Mas ela o olhou com uma serenidade que partiu a alma de Henry. Tinha a respiração agitada, o cabelo despenteado e as bochechas avermelhadas pelo frio. Mas os olhos… os olhos estavam cheios de determinação.

— Você precisa fazer isso — sussurrou, com a voz entrecortada —. O Ethan vem primeiro. Salva ele, Henry. Julie Ann perdeu o juízo completamente, não tem outra forma de dizer.

Henry balançou a cabeça, desesperado.

— Vou voltar por você, prometo.

Ela sustentou o olhar dele e sorriu fracamente.

— Não. Não volta você. Manda outra pessoa. O Ethan não pode ficar sem os dois pais se isso sair do controle.

Ele sentiu o coração se partir ao meio. O bebê dormia nos braços dele, quentinho, alheio ao perigo. Rebecca o olhou uma última vez antes de Henry o apertar contra o peito, tentando gravar aquele instante caso algo desse errado.

Mas naquele momento a porta se abriu com força e Julie Ann apareceu na soleira, com os olhos arregalados, o cabelo revolto e a pistola tremendo na mão.

— NÃO! — gritou com uma fúria desumana ao ver Henry com o bebê —. NÃO LEVA ELE!

Henry mal teve tempo de reagir. Ela atirou, mas a bala se encravou na parede e ele desapareceu na escuridão da noite.
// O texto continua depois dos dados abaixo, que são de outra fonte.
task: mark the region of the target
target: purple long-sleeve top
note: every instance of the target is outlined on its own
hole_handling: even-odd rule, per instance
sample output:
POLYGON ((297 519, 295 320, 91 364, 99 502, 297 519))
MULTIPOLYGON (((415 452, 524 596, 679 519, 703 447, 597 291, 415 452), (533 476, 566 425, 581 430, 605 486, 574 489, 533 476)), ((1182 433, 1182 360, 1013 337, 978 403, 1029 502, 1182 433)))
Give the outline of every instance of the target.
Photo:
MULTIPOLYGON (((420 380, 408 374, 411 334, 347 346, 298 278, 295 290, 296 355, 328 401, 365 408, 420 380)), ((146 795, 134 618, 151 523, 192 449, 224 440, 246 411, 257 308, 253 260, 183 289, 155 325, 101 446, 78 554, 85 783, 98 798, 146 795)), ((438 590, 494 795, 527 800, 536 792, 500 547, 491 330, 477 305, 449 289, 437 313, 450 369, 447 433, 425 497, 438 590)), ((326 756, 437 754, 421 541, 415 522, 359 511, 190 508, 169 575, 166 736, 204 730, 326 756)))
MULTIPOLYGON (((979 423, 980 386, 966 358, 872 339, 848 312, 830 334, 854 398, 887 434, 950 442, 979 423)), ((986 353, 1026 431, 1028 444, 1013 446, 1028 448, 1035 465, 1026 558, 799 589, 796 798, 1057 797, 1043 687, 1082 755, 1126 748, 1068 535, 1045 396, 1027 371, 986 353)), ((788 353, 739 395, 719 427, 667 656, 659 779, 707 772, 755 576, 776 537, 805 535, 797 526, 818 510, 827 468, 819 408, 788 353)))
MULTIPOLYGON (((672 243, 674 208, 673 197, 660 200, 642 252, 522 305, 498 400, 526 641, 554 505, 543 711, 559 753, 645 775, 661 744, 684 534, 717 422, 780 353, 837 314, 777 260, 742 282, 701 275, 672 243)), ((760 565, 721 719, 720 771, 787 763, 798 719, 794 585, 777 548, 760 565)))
O grito de Julie Ann ecoou por toda a floresta, agudo, desesperado.

— Me devolve ele! É MEU!

Mas Henry não parou. Correu entre as árvores, desviando de galhos e raízes, com o coração prestes a explodir. Quando chegou a uma distância segura, viu Carter aparecer entre a névoa.

— Pega! — disse, entregando o bebê —. Tira ele daqui, agora. Leva pro meu irmão.

Carter o olhou com preocupação.

— E você?

— Vou buscar a Rebecca.

— Henry, o agente do FBI já foi…

— Não me interessa, vou buscar minha esposa — replicou com uma determinação que Carter não se atreveu a questionar.

— Tudo bem — disse, passando a arma pra ele —. Já sabe o que ela tem.

Henry o viu se afastar com o bebê antes de voltar sobre os próprios passos. A adrenalina o empurrava, o medo o mantinha alerta. Mas não tinha ideia de que dentro da cabana a situação era um inferno. O agente do FBI tinha conseguido entrar pela porta dos fundos bem quando Julie Ann, histérica, pegava Rebecca pelo pescoço e apontava a arma pra têmpora dela.

— Nem um passo! — gritou Julie Ann —. Se não me devolverem a criança, eu mato ela!

O agente levantou as mãos devagar.

— Calma, Julie Ann. Ninguém vai te machucar. Só abaixa a arma.